Lehrerinnen und Lehrer, die diesem Handlungsfeld kritisch ge­genüberstehen, meldeten sich auch auf Nachfrage hin keine. Entsprechend vermeldete die Ortspartei anschliessend eine «breite Allianz» für die Schulsozialarbeit. Doch wie sehen das die anderen Parteien?

Begleitet von Massnahmen

Die GLP steht ebenfalls auf der Unterstützerseite. Sie sieht aber gleichzeitig Handlungsbedarf in der Behandlung der Ursachen. «Die Schulsozialarbeit bedient Symptome und muss zwingend von Massnahmen im gesellschaftlichen Integrationsbereich begleitet werden.»

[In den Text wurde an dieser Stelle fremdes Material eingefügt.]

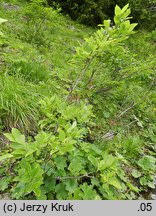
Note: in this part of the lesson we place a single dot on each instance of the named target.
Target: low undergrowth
(77, 106)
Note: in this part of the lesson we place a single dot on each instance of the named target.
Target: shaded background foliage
(93, 12)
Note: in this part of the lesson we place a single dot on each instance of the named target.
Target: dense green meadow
(77, 105)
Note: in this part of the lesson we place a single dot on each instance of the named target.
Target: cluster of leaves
(2, 21)
(93, 12)
(69, 157)
(59, 164)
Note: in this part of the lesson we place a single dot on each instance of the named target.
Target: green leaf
(132, 187)
(61, 193)
(62, 135)
(4, 182)
(75, 165)
(143, 181)
(147, 163)
(15, 136)
(2, 20)
(6, 156)
(88, 192)
(115, 182)
(136, 173)
(60, 162)
(117, 10)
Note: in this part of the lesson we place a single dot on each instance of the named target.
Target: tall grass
(30, 71)
(18, 104)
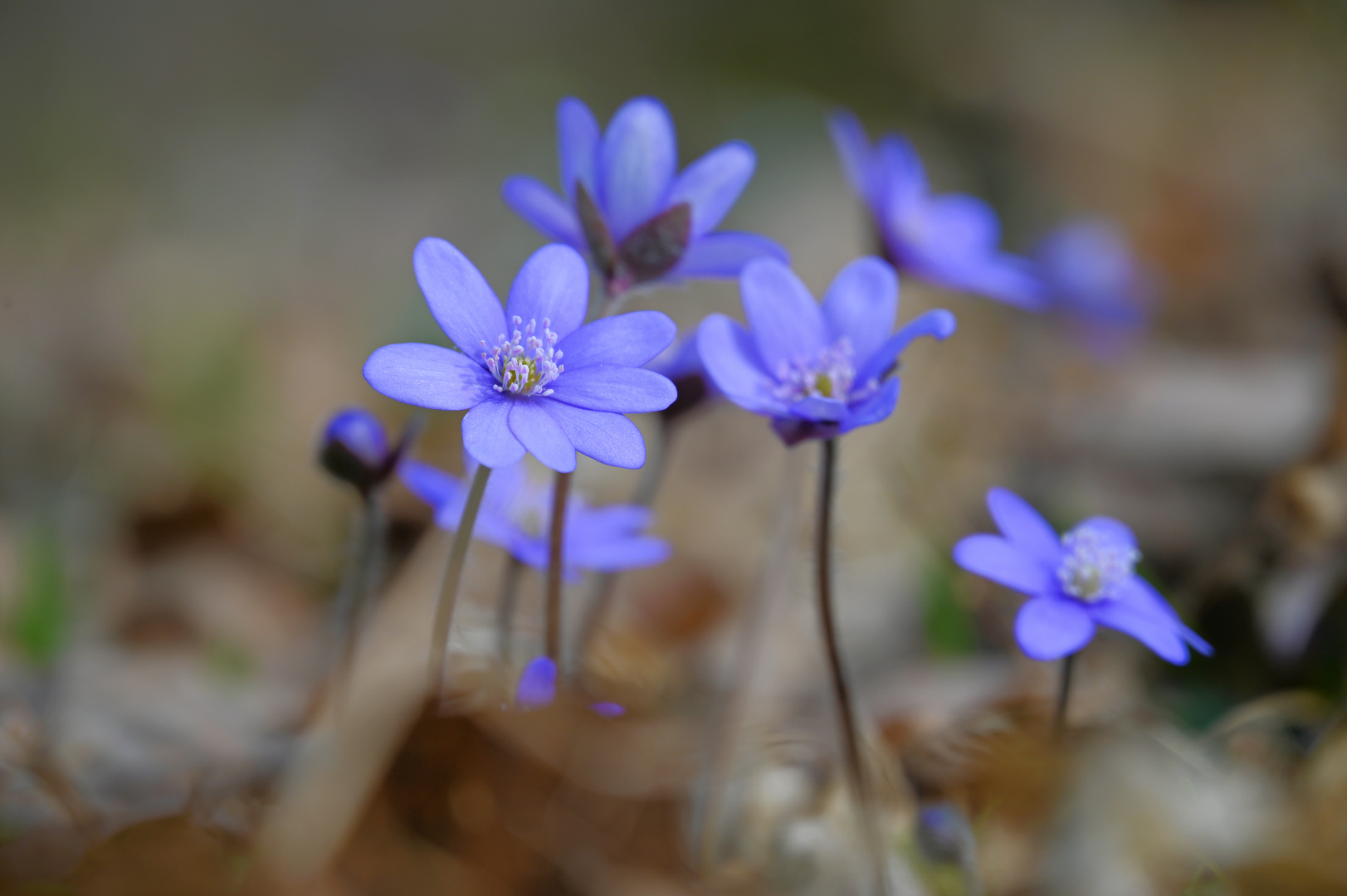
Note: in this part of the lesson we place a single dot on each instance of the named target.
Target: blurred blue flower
(1082, 580)
(530, 376)
(516, 516)
(627, 205)
(1091, 274)
(817, 369)
(949, 240)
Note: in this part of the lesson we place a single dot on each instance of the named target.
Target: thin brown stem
(554, 567)
(453, 576)
(854, 762)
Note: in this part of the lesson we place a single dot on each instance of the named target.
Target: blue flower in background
(817, 369)
(1091, 274)
(1074, 582)
(624, 202)
(516, 515)
(530, 376)
(949, 240)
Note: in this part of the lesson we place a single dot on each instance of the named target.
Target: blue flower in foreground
(949, 240)
(627, 205)
(817, 369)
(516, 515)
(1075, 582)
(1090, 274)
(529, 375)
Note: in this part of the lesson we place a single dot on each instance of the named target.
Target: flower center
(828, 375)
(525, 364)
(1096, 563)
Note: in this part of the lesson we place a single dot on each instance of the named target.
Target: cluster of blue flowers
(534, 377)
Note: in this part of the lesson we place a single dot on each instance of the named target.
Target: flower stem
(554, 567)
(453, 576)
(1059, 717)
(841, 691)
(505, 606)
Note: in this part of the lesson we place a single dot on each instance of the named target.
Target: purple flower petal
(458, 297)
(428, 376)
(725, 254)
(540, 436)
(486, 434)
(577, 143)
(854, 150)
(876, 408)
(713, 183)
(637, 162)
(1050, 628)
(938, 324)
(862, 304)
(733, 364)
(815, 407)
(538, 684)
(624, 390)
(994, 558)
(786, 322)
(1024, 526)
(554, 286)
(536, 204)
(608, 438)
(632, 338)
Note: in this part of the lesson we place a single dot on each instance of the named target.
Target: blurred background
(207, 222)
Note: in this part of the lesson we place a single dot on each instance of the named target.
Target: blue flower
(1082, 580)
(516, 516)
(530, 376)
(949, 240)
(817, 371)
(627, 205)
(1090, 274)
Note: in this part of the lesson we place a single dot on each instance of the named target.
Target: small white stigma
(525, 364)
(1094, 565)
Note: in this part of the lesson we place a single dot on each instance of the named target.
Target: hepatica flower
(530, 376)
(949, 240)
(516, 515)
(625, 204)
(817, 369)
(1074, 582)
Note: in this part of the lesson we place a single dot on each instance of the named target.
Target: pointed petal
(1050, 628)
(938, 324)
(536, 204)
(786, 322)
(725, 254)
(854, 150)
(732, 362)
(551, 286)
(994, 558)
(577, 144)
(458, 297)
(862, 304)
(632, 338)
(876, 408)
(486, 434)
(540, 436)
(1024, 526)
(713, 183)
(428, 376)
(608, 438)
(637, 162)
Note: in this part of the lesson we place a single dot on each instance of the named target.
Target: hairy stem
(453, 576)
(1059, 717)
(505, 606)
(554, 567)
(854, 762)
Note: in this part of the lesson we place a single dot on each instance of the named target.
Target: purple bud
(538, 684)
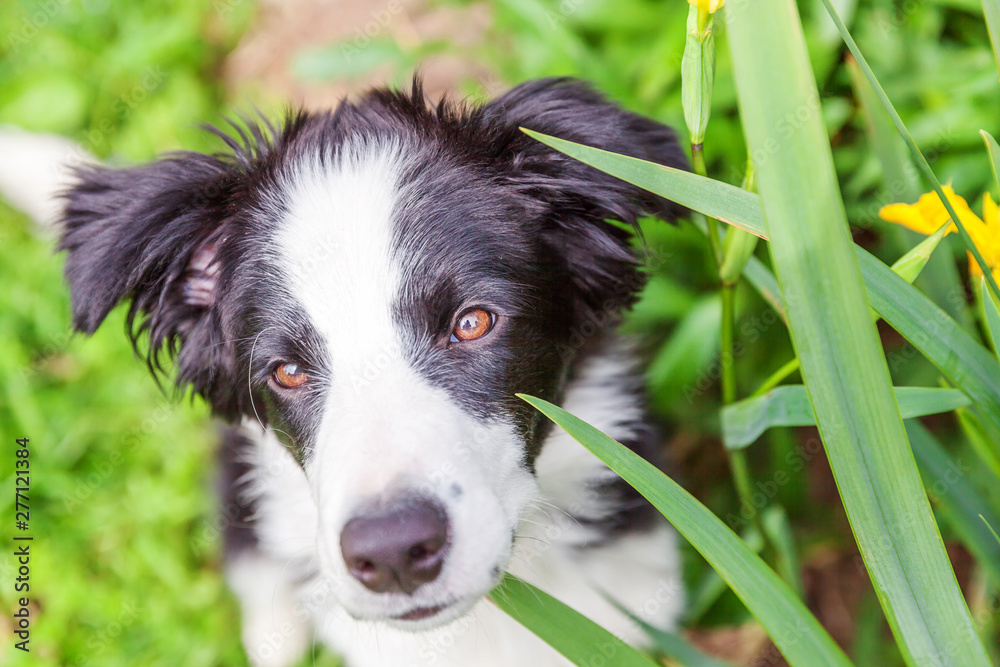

Mit einem ­ausländischen Bevölkerungsanteil von rund einem Viertel seien die Gemeinden im Zugzwang, die Familien- und Kinderintegration weiter zu fördern.

Das Thema sei nicht neu, stellt die FDP fest: Vor zehn Jahren sei es in Buchsi aufgekommen. Das damalige Schulraumprojekt wurde umgesetzt, die Schulsozialarbeit sei aber als Pendenz liegen geblieben. «Umsichtige, organisierte Schulkompetenz kann für Schulen, Schüler und Familie eine Unterstützung bringen», wägt Präsident Christoph Schär ab.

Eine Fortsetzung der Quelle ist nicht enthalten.